Historically, the workforce as always been pretty fluid – as employment requirements waned in one industry, they grew in another, and people eventually learned new skills and flowed across. Economists point to the historical changing nature of work as reason not to fear the robots coming for your job. But work is changing at a faster rate, and technological advances are affecting more people than ever before. So how do you protect yourself and train for jobs that might not exist yet?
1. Assess – and reassess – your skills and strengths
Many tools are available online to help you highlight your thinking skills and strengths while also highlighting areas for development. (Some are better than others, so start with this Forbes list of the most effective.) Work on building your strengths, and think about ways you can focus these strengths – either in your existing job or a new, emerging career. Also work on polishing the areas you are weaker in, especially if these are in the more humanistic 'soft skills' areas of creativity, innovation and collaboration as they won't be robotocised as quickly as left-brained skills.
These types of ‘thinking outside the box’ and working productively – with other humans and with computers are the type of areas that artificial intelligence and computers will find hard to replicate (on the near horizon) – and so having strengths in these areas will make you less of a target for technological unemployment.
*Jaguar Land Rover futurist-in-Residence Anders Sorman-Nilsson keynotes at the 'Technology with Heart' conference in London
2. Stay curious
No matter your age or career, you need to remain constantly curious about how you can apply your human thinking and creativity skills and strengths to the changing workforce. Along with canvassing and working to what you’re good, you need to be ready to augment this with new skills. Don’t make the mistake of over-investing in your education in the first 20 to 25 years of your life and instead commit to lifelong learning.
Try to develop continuous curiosity about the changes happening around you, and continuous learning on how to educate yourself as needed and grow to take advantage of these changes.
Become a learner of how to learn!
This is the best way to make sure you don’t get left behind as technology and artificial intelligence grow exponentially, bringing with them widespread change.
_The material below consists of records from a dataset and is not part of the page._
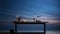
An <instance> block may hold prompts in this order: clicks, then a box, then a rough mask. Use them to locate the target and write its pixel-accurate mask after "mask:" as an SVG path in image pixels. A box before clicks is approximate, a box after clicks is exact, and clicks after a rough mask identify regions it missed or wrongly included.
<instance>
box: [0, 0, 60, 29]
mask: <svg viewBox="0 0 60 34" xmlns="http://www.w3.org/2000/svg"><path fill="white" fill-rule="evenodd" d="M17 14H19V15H20V16H21V17H35V18H36V16H40V17H39V18H36V19H38V20H41V21H48V22H49V23H51V24H55V23H57V24H60V1H59V0H0V25H1V26H0V27H2V26H3V27H2V28H4V27H5V26H6V27H7V28H8V26H7V25H8V24H10V25H11V21H13V20H14V19H15V17H16V15H17ZM53 27H54V26H53ZM2 28H0V30H1V29H2ZM8 29H9V28H8ZM52 29H53V28H52Z"/></svg>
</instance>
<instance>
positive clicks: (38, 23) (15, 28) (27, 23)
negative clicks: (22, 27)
mask: <svg viewBox="0 0 60 34" xmlns="http://www.w3.org/2000/svg"><path fill="white" fill-rule="evenodd" d="M12 23H14V24H15V33H16V32H17V24H43V25H44V34H46V23H47V22H16V21H14V22H12Z"/></svg>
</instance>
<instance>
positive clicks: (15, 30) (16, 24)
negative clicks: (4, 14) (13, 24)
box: [15, 23, 17, 34]
mask: <svg viewBox="0 0 60 34" xmlns="http://www.w3.org/2000/svg"><path fill="white" fill-rule="evenodd" d="M16 33H17V24H16V23H15V34H16Z"/></svg>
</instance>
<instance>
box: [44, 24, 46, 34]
mask: <svg viewBox="0 0 60 34" xmlns="http://www.w3.org/2000/svg"><path fill="white" fill-rule="evenodd" d="M44 34H46V24H44Z"/></svg>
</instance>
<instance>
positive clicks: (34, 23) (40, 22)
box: [12, 21, 48, 24]
mask: <svg viewBox="0 0 60 34" xmlns="http://www.w3.org/2000/svg"><path fill="white" fill-rule="evenodd" d="M12 23H15V24H46V23H48V22H17V21H13V22H12Z"/></svg>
I recently chatted with Adam Straney on Talking Lifestyle Radio about these ideas and how we might equip our children for jobs that don’t yet exist. The topic is relevant for anyone, no matter their age, and you can listen to the full interview here.
Start thinking about future possibilities
I often say everyone should try to be a futurist (there’s room enough for many more). Put your science (or even science fiction) hat on and try to imagine possible scenarios for the next few decades. Then consider how likely these are to occur and how you can best prepare for the most likely (and maybe even improbable yet disruptive worst case) scenarios. So, what are some likely jobs of the future? To start your thinking, consider these options:
- Drone traffic managers: Drones are set to take over the air space (up to around 150 metres, at least) and are set to become a billion dollar industry over the next decade. They’ll perform everything from deliveries to beaming internet access to remote corners of the earth. Not only will careers emerge in the development, flying, monitoring and management of all this drone traffic, but defence forces across the globe will also be hiring drone pilots. Who will be the best person at flying a drone? Probably someone who grew up playing virtual computer games and is skilled with controls – so starting working on your gaming now (if you’re not already).
- Coding ethicists: As I’ve talked about previously, the coding for self-driving cars will need to be so much more than just getting from point A to point B – when that journey involves other cars. (And particularly cars driven by humans, prone to human /inhumane error.) So, the cars will also need ethical coding – to be applied when facing an imminent accident, for example. This means coding is not just going to be about the ones and zeros but coding for ethical decision making.
- Experience creators: As the world becomes increasingly digitised, we’ll see an emergence of the Transformation Economy, where we look for experiences and self-development to transform ourselves. Companies such as Nike and Crossfit, as well as specialists such as psychologists, are now tapping into the fact we want to transform or better ourselves. Nike used to just sell shoes, but through Nike Plus and Running Club they are enabling us to monitor our performance to become better human beings.